Mémoires de la Grande Guerre 1911-1915
de Winston Churchill

critiqué par JulesRomans, le 28 avril 2014
(Nantes - 65 ans)


La note:  étoiles
«L’Angleterre s’écroule dans l’ordre, et la France se relève dans le désordre». (Winston Churchill)
François Kersaudy livre un avant-propos fort intéressant mais où il omet deux informations capitales. La première est que Churchill est député conservateur de 1900 à 1904, parlementaire libéral de 1905 à 1922 puis de nouveau député conservateur de 1924 à 1964. Entre 1905 et 1922 il est constamment en désaccord, tant pour les sujets de politique intérieure, que pour la conduite de la guerre, avec les dirigeants conservateurs qui plusieurs fois mettent leur veto à sa participation à un gouvernement de coalition.

La seconde serait selon François Bédarida (Churchill, Paris,‎ 1990, p.222) que pour notre personnage «durant le conflit, les professionnels de la guerre, généraux et amiraux – the brass-hat –, ont eu régulièrement tort, tandis que les professionnels de la politique – the frocks – ont eu généralement raison».

L’ouvrage commence par six chapitres qui rappellent combien la politique habile de Bismarck est écartée à partir du moment où l’Allemagne se met à soutenir de façon peu nuancée les initiatives de l’Autriche-Hongrie dans les Balkans mais aussi comment l’Angleterre se sent menacée par la volonté de Berlin de devenir une puissance maritime et encore pourquoi l’Allemagne a pu faire le pari que le Royaume-Uni empêtré dans l’affaire irlandaise (où son gouvernement est en butte tant aux actions des catholiques que des orangistes) ne réagirait pas (ou pas rapidement) à l’invasion de la Belgique.
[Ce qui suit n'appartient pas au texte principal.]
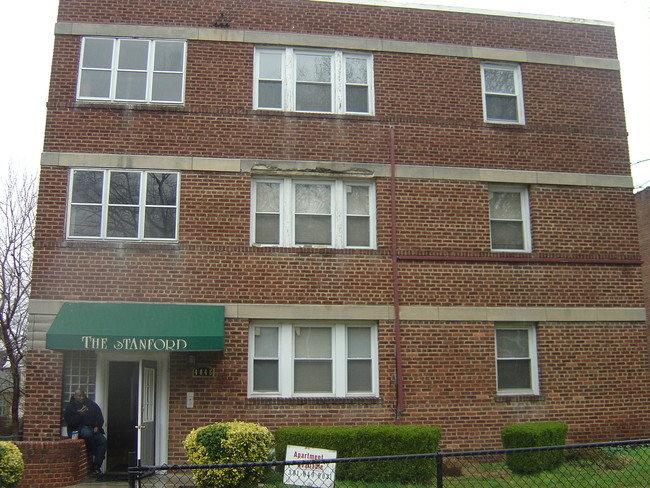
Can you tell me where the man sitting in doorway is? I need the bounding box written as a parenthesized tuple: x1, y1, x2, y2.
(64, 388, 107, 476)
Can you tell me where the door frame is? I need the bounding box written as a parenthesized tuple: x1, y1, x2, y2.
(96, 351, 169, 466)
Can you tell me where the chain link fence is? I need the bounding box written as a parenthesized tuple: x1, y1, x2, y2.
(128, 438, 650, 488)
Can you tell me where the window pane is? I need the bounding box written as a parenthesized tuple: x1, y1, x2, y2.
(258, 81, 282, 109)
(496, 329, 529, 358)
(152, 73, 183, 102)
(259, 52, 283, 79)
(486, 94, 518, 121)
(490, 192, 522, 219)
(118, 40, 149, 70)
(253, 360, 279, 391)
(79, 70, 112, 98)
(146, 173, 177, 206)
(348, 328, 371, 358)
(347, 186, 369, 215)
(484, 68, 515, 94)
(296, 83, 332, 112)
(154, 41, 184, 71)
(256, 215, 280, 244)
(296, 54, 331, 82)
(294, 361, 332, 392)
(82, 38, 114, 69)
(107, 207, 139, 237)
(295, 184, 330, 213)
(347, 360, 372, 392)
(116, 71, 147, 100)
(144, 208, 176, 238)
(294, 327, 331, 358)
(497, 360, 531, 389)
(491, 221, 524, 249)
(346, 85, 369, 113)
(347, 216, 369, 247)
(257, 182, 280, 212)
(295, 215, 331, 245)
(346, 58, 368, 84)
(72, 171, 104, 204)
(254, 327, 279, 357)
(70, 206, 101, 237)
(109, 172, 141, 205)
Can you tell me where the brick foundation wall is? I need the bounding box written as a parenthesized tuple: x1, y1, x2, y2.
(15, 439, 88, 488)
(23, 351, 64, 441)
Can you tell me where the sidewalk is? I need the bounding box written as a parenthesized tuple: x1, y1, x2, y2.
(63, 476, 129, 488)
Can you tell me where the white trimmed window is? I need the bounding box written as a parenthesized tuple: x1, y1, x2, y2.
(488, 185, 531, 252)
(67, 169, 179, 240)
(495, 323, 539, 395)
(252, 178, 376, 249)
(481, 63, 525, 124)
(249, 322, 378, 398)
(254, 47, 374, 114)
(77, 37, 186, 103)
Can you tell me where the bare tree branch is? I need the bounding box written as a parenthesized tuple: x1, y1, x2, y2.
(0, 164, 36, 435)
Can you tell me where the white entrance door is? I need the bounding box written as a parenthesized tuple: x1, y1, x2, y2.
(138, 360, 157, 465)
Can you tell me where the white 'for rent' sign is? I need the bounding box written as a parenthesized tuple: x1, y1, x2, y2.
(283, 445, 337, 488)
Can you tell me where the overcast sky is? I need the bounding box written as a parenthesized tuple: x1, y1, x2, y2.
(0, 0, 648, 186)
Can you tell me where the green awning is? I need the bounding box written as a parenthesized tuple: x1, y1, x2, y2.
(46, 302, 225, 351)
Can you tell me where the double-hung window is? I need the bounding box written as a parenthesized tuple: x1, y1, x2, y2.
(488, 185, 531, 252)
(495, 323, 539, 395)
(481, 63, 524, 124)
(254, 47, 374, 114)
(67, 169, 179, 240)
(77, 37, 186, 103)
(252, 178, 375, 249)
(249, 322, 378, 398)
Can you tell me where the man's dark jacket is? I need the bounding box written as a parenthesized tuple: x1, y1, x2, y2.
(63, 396, 105, 436)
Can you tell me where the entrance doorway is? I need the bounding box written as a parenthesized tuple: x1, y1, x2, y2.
(106, 362, 138, 472)
(105, 360, 158, 472)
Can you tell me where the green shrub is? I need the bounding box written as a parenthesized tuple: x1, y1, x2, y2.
(501, 422, 568, 474)
(0, 441, 24, 488)
(183, 420, 274, 488)
(275, 424, 442, 483)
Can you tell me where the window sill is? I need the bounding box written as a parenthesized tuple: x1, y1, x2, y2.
(62, 240, 180, 250)
(73, 101, 188, 112)
(494, 394, 545, 403)
(246, 396, 382, 405)
(253, 109, 374, 120)
(483, 121, 526, 129)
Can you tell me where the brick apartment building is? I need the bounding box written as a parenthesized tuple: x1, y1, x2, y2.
(24, 0, 650, 472)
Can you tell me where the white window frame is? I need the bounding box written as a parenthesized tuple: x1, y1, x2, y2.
(488, 185, 531, 252)
(66, 168, 180, 241)
(248, 321, 379, 398)
(253, 47, 374, 114)
(481, 63, 525, 124)
(251, 177, 376, 249)
(495, 323, 539, 396)
(77, 37, 187, 104)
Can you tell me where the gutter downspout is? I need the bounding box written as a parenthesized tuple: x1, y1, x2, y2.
(389, 124, 405, 421)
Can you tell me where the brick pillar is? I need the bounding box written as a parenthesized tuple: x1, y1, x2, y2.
(23, 350, 64, 440)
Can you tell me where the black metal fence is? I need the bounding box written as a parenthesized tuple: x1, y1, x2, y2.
(129, 438, 650, 488)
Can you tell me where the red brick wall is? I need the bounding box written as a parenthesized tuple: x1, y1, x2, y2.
(44, 37, 628, 175)
(15, 439, 88, 488)
(55, 0, 617, 58)
(32, 168, 643, 306)
(163, 318, 650, 461)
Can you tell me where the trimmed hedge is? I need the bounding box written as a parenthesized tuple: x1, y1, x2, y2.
(0, 441, 23, 488)
(501, 421, 568, 474)
(183, 421, 274, 488)
(275, 425, 441, 483)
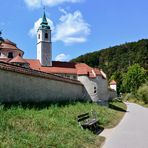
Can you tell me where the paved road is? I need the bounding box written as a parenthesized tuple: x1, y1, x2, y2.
(101, 102, 148, 148)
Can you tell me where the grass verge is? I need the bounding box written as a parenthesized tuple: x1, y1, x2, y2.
(124, 98, 148, 108)
(0, 101, 126, 148)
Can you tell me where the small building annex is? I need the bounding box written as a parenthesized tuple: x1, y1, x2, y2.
(0, 12, 116, 103)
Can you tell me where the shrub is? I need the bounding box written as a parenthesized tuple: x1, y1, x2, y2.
(124, 93, 136, 101)
(137, 82, 148, 104)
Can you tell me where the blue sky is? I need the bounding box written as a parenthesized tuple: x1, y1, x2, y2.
(0, 0, 148, 61)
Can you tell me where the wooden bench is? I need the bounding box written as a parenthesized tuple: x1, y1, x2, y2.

« Était-il étonnant que des agents allemands aient pu annoncer, et des hommes d’État allemands croire, que l’Angleterre, paralysée par les factions, glissait à la guerre civile et qu’il était inutile de la compter parmi les facteurs importants de la situation européenne ? Comment pouvaient-ils discerner ou mesurer l’accord profond et inexprimé qui régnait bien au-dessous de l’écume, des vagues et de la furie de la tempête ?» (page 134)

Churchill souligne bien le fait que sans la violation de la neutralité belge, l’Angleterre serait restée l’arme au pied dans un conflit opposant l’Allemagne et l’Autriche contre la France et la Russie (pages 211-212). Outre les passages où on voit comment l’armée anglaise est transportée rapidement sur le continent à la surprise de l’ennemi, les passages les plus intéressants sont ceux qui évoquent la marine. Churchill est très sévère vis-à-vis de Lord Fischer, qui a été rappelé pour commander à 74 ans cette dernière.

Début 1911, Churchill est Premier Lord de l'Amirauté et sa visite à Anvers pour inciter l’armée belge à continuer le combat, fait gagner une précieuse semaine qui évite que les armées allemandes ne s’emparent de Dunkerque et Calais.

On lit évidemment tout ce qu’avance Churchill, au sujet de l’expédition des Dardanelles. Son tragique échec entraîne la chute du gouvernement et Churchill voit son avenir de ministre largement compromis. Le livre se clôt alors que nous sommes fin mai 1915 et nous savons personnellement que Churchill (officier aux Indes et correspondant d'un journal lors de la Guerre des Boers) est venu se battre dans les tranchées anglaises du front occidental comme lieutenant- colonel. Il lui faudra attendre juillet 1917, pour qu'il devenu ministre de l'Armement. Quelques mois plus tard Clemenceau arrive au pouvoir en France…

Un précieux index des personnages cités occupe cinq pages.